Upon successful completion of this course the student will be able to:

understand DNN, CNN and RNN applications in Artificial Intelligence tasks

execute energy efficient training and inference of AI workloads in accelerator hardware and GPUs

develop applications in AI software tools (Pytorch, TensorFlow) and hardware (Nvidia GPUs)

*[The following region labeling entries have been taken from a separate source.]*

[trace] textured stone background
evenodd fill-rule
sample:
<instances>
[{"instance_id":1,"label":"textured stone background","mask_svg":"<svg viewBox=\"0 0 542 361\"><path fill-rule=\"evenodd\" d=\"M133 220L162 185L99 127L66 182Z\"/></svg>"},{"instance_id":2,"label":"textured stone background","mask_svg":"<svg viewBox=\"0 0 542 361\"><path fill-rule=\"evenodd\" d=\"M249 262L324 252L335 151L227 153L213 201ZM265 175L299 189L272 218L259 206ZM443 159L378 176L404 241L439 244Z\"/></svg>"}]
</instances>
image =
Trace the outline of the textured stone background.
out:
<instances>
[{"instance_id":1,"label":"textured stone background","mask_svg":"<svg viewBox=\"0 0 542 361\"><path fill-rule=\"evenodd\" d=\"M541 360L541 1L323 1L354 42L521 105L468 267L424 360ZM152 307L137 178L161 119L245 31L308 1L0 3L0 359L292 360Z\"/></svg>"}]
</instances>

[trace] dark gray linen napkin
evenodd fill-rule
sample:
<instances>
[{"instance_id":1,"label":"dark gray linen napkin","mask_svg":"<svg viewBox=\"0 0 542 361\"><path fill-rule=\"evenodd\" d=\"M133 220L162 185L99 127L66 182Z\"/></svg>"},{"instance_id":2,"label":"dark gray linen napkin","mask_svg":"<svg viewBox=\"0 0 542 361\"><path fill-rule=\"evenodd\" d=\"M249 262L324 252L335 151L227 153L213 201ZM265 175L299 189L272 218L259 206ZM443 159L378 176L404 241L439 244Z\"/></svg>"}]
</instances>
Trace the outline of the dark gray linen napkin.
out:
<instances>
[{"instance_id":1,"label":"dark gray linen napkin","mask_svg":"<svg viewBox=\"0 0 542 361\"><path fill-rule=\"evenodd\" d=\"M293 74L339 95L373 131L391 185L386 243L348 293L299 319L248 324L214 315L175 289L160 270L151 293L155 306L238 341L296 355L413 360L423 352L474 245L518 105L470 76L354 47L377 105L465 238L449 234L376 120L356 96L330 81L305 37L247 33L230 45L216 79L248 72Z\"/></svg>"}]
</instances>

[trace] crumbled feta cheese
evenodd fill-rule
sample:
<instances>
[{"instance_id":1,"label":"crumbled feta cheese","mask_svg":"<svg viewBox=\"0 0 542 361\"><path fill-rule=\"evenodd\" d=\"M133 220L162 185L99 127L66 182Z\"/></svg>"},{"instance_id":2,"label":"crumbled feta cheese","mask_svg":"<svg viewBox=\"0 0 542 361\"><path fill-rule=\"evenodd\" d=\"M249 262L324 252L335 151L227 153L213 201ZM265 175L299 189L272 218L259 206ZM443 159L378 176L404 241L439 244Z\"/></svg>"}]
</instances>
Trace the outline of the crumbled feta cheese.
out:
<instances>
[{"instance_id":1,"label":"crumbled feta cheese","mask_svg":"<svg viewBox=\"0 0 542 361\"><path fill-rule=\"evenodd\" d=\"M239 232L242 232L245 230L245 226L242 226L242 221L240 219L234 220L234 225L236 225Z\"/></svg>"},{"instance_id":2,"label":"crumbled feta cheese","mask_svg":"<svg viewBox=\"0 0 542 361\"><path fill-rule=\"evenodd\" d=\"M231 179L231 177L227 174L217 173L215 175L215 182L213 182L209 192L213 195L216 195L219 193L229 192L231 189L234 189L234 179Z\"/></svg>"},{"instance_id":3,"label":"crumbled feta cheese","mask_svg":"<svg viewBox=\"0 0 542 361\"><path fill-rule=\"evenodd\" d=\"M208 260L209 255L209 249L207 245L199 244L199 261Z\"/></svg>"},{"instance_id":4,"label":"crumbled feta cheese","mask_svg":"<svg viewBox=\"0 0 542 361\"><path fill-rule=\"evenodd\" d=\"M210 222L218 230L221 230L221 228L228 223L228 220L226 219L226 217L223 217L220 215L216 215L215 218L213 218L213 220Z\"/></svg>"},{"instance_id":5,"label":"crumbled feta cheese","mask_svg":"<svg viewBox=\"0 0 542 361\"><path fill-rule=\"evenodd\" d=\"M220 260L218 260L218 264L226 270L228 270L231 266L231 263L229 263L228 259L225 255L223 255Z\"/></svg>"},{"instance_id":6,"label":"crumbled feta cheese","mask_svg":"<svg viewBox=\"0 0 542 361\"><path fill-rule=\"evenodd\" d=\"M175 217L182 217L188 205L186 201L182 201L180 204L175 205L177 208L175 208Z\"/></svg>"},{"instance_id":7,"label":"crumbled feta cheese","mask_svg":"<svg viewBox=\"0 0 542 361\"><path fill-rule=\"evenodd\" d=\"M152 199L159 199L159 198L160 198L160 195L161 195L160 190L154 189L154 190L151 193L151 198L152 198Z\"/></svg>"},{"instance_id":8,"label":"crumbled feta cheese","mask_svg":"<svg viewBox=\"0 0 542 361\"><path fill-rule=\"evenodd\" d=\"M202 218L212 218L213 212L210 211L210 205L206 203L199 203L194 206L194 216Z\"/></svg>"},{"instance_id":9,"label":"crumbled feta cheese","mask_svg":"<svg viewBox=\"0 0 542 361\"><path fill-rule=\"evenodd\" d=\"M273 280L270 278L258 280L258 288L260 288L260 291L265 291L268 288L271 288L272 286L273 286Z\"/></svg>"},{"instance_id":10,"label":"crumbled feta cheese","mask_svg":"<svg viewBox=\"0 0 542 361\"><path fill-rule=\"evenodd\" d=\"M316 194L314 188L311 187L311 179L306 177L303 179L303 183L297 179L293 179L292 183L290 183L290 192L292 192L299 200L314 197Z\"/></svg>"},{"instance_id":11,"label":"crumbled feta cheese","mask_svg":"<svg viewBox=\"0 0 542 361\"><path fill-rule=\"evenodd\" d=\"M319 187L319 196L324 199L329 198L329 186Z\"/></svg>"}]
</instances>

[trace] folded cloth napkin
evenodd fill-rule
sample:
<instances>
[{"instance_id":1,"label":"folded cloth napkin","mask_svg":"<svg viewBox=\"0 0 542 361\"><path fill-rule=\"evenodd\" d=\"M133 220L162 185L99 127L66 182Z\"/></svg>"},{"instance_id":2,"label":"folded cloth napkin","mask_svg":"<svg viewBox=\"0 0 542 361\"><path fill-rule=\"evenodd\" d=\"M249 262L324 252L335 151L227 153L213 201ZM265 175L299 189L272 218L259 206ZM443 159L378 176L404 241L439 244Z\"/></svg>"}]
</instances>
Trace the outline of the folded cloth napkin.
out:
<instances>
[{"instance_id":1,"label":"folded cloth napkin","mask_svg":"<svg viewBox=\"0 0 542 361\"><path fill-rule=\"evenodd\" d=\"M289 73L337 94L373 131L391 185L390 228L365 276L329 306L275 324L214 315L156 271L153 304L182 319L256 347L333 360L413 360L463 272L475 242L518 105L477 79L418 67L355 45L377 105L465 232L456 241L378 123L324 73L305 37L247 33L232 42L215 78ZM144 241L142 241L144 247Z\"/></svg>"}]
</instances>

suggest and justify an implementation architecture for applications with AI in embedded resource constrained systems

analyze a complex big data computing problem and apply principles of distributed computing and to identify solutions

Skills acquired

  • Retrieve, analyze and synthesize data and information, with the use of necessary technologies
  • Teamwork
  • Decision making
  • Work in an interdisciplinary environment
  • Produce new research ideas
  • Promote free, creative and inductive thinking
Course content
  • Fundamentals of Machine Learning and Deep Learning
    (Deep Neural Networks (DNN), Convolutional Neural Network (CNN), Recurrent Neural Networks (RNN))
  • Artificial intelligence and machine learning in hardware
    (Acceleration Training and Inference in HW/ Dataflows
  • AI accelerators
    (GPUs, Spatial Accelerators, Systolic Arrays, FPGAs, ASICs, SoC)
  • SW/HW design
    (Embedded processing solutions, Software frameworks for neural networks, )
  • Energy-efficient training and inference in AI accelerator
    (Deep learning at the edge, Static/Dynamic inference at the edge)
  • Benchmarking
    (MLPref, DAWNbench)
  • Big Data analysis
    (Data valuation/quality, Data security/privacy, Regulations around data sharing,)
  • Big data integration and Processing
    (SW/HW requirements, Design and Implementation of an end to end big data application based on Hadoop and Spark platforms)
Recommended bibliography
  1. Park, H. and Kim, S., 2021. Hardware accelerator systems for artificial intelligence and machine learning. In Advances in Computers (Vol. 122, pp. 51-95). Elsevier.
  2. V. Gokhale, et al., Snowflake: an efficient hardware accelerator for convolutional neural networks, in: Proc. International Symposium on Circuits and Systems (ISCAS 2017), Baltimore, MD, USA, 2017.
  3. S. Mittal, A survey of FPGA-based accelerators for convolutional neural networks, Neural Comput. Applic. 32 (2018) 1–31.
  4. V. Narasiman, et al., Improving GPU performance via large warps and two-level warp scheduling, in: Proc. IEEE/ACM International Symposium on Macroarchitecture, Porto Alegre, Brazil, 2011, pp. 308–317.
  5. H. Li, et al., A high performance FPGA-based accelerator for large-scale convolutional neural networks, in: Proc. International Conference on Field Programmable Logic and Applications (FPL 2016), Lausanne, Switzerland, 2016.
  6. S. Han, et al., EIE: efficient inference engine on compressed deep neural network, in: Proc. Symposium on Computer Architecture (ISCA 2016), Seoul, Korea, 2016.
  7. D. Kim, J. Ahn, S. Yoo, A novel zero weight/activation-aware hardware architecture of convolutional neural network, in: Proc. Design, Automation & Test in Europe Conference & Exhibition (DATE 2017), Lausanne, Switzerland, 2017.